It didn't work. On one second-half series, there were three straight drops – one by Bobby Rome, one by Christian Wilson, and one by Little.
"It does stick in the back of your mind, but you play through it and that's what makes you a better player and a stronger player, mentally," Little said of the dropped pass. "In the back of my mind, I dropped one, but I am going to make a play later on during the game to help us win it."
There are multiple points in the game one could point to as a pivotal moment – that's the nature of a one-point loss. The dropped passes by Greg Little and others were key points. Yates' interception that killed UNC's comeback attempt was yet another.

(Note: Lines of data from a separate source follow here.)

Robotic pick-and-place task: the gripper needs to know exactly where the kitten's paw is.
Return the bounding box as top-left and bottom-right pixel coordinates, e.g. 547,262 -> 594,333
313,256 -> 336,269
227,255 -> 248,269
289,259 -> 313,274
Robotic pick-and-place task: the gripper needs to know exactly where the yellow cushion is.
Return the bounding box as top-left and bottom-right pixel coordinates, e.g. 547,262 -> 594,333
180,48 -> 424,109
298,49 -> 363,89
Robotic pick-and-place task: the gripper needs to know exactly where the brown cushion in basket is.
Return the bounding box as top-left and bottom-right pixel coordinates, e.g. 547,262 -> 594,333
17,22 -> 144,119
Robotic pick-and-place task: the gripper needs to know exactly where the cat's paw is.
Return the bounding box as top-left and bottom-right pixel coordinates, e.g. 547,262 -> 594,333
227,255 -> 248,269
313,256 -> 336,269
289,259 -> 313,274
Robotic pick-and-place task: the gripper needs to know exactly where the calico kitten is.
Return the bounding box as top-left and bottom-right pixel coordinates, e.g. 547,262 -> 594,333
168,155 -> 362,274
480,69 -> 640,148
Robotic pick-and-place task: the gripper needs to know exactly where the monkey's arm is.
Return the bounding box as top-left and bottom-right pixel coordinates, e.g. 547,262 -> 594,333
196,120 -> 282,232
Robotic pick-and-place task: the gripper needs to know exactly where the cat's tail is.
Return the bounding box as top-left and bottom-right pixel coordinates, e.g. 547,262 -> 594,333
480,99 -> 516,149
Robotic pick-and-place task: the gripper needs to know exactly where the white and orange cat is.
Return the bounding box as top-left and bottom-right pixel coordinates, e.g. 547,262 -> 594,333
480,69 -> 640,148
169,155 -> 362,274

Shaun Draughn's fumble in the fourth quarter was also one of those moments. Perhaps the biggest one. The Tar Heels had held West Virginia on a fourth down play and were looking to add to their 30-24 lead when the ball popped loose as Draughn was fighting for extra yardage. That turnover shifted momentum irrevocably towards the Mountaineers.

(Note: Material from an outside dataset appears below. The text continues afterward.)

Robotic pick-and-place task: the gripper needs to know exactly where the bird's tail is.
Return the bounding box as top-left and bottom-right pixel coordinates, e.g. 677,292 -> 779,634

It is a story that was a little too familiar to UNC fans coming down the stretch of the 2008 season. Aside from a blow-out loss to N.C. State, the Tar Heels' other four losses were by a combined total of nine points.
What is it going to take to turn these losses into victories?
"Last year we lost a lot of close games, this year, we lost about half of those close games, so maybe next year, we're just going to build on it and just keep getting better and cut down on those little losses because we've been there before," Yates said.
"Just capitalize on opportunities," Little added. "Capitalize in the red zone, capitalize on your shots, capitalize on your opportunities that you have to make a play, and to make a big play."
Davis provided his insight as to the whereabouts of his program.
"There is absolutely no way that a program goes from somewhere down low in the mountain, you don't go to the summit instantly," Davis said. "There are steps you have to take as a program and this week was a big step for our program, this was a big step for our team, to be able to play against a really super-talented football team and compete the way that we did and put ourselves in a position to win."
The next step for UNC is to go from putting themselves in a position to win, to winning.